May 2, 2017

Assembly Passes Legislative Package to Support and Protect Crime Victims

Assembly Speaker Carl Heastie, Codes Committee Chair Joseph Lentol and Governmental Operations Committee Chair Crystal Peoples-Stokes today announced the Assembly's passage of a package of legislation aimed to protect and support victims of crimes, including domestic violence and human trafficking.

"The Assembly Majority remains committed to ensuring that innocent victims of crimes are given our utmost support," said Speaker Heastie. "The legislation we have passed will help offer survivors the resources and assistance they need to regain their lives."

"This legislation will help offer more than justice to victims of such egregious crimes - it will offer meaningful and necessary services and support that will have lifelong impacts for survivors," said Assemblymember Lentol.

"Overcoming the pain associated with being a crime victim undoubtedly requires we make sure that these critical services are available to individuals," said Assemblymember Peoples-Stokes. "This legislative package helps secure essential services and support for those who need it most."

Domestic Violence

The package includes legislation that would protect victims who seek police or emergency assistance from being evicted from their homes (A.2919, Lavine). Many local nuisance laws are triggered if police or emergency services provide aid or are called to a property multiple times. This legislation seeks to prevent such ordinances from causing victims, often times women and their children, from being evicted from their homes for seeking emergency help.

Human Trafficking Victims Support

The Assembly's legislative package also recognizes the need to treat victims of sexual exploitation as victims, rather than criminals. Under another bill, a person convicted of prostitution or who is found be to be a victim of sex trafficking would not be required to provide samples to be included in the state DNA identification database (A.1030, Paulin). Another measure would address the need for sex trafficking victims to secure placement in short-term and long-term housing by ensuring prompt eligibility (A.3223, Lentol). These residences offer much needed services, such as counseling, that often help survivors transition back into the community.

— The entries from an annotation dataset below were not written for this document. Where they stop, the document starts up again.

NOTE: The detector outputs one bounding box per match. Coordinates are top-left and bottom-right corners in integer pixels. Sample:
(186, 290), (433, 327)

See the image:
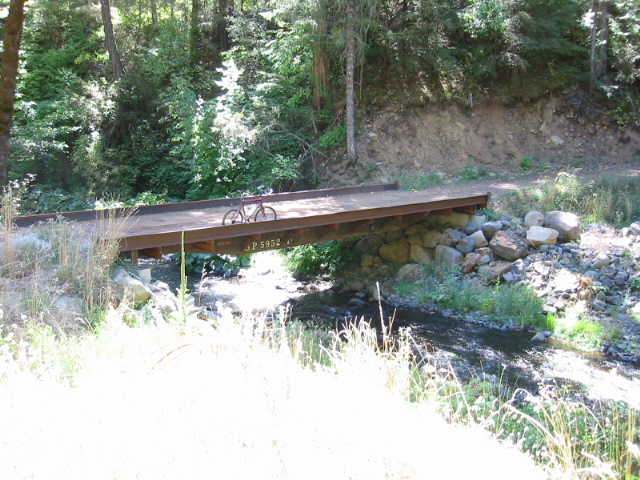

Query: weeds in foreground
(0, 278), (640, 480)
(0, 190), (128, 329)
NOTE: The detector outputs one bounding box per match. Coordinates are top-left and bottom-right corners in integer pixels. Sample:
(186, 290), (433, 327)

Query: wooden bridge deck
(16, 184), (489, 260)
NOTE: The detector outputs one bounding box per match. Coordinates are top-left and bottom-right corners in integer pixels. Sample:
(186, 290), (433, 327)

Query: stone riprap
(337, 212), (640, 361)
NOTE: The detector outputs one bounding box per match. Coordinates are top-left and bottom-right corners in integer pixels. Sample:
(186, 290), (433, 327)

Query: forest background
(0, 0), (640, 213)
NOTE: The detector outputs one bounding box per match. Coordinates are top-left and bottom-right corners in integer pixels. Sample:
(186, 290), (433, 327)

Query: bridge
(16, 184), (490, 262)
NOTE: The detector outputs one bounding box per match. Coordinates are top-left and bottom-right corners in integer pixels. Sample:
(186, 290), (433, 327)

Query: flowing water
(149, 252), (640, 408)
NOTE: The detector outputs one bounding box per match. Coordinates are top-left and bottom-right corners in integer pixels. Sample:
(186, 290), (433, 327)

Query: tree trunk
(311, 0), (329, 111)
(345, 0), (358, 164)
(100, 0), (124, 81)
(216, 0), (234, 52)
(151, 0), (158, 25)
(0, 0), (26, 188)
(589, 0), (609, 92)
(189, 0), (200, 65)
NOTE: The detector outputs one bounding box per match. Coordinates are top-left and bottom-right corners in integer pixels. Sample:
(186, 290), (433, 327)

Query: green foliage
(398, 172), (446, 191)
(21, 185), (92, 215)
(9, 0), (640, 210)
(554, 314), (603, 350)
(397, 266), (547, 328)
(283, 240), (356, 275)
(501, 173), (640, 227)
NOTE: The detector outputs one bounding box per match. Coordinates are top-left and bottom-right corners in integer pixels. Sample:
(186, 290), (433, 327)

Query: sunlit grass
(0, 310), (544, 480)
(496, 173), (640, 227)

In an effort to train individuals to better recognize sex trafficking, another piece of legislation would establish a standard uniform human trafficking recognition training program and require all employees at commercial casino gaming facilities to undergo such training (A.7034, Titone).

Crime Victims Support

Under another bill, courts would be given discretion to direct that part or all of criminal fines or civil penalties under certain antitrust laws be paid to the Office of Victim Services (A.3555, Englebright). The Office of Victim Services provides compensation to innocent victims of crime, funds direct services to crime victims through a network of community-based programs and advocates for the rights of all innocent victims of crime.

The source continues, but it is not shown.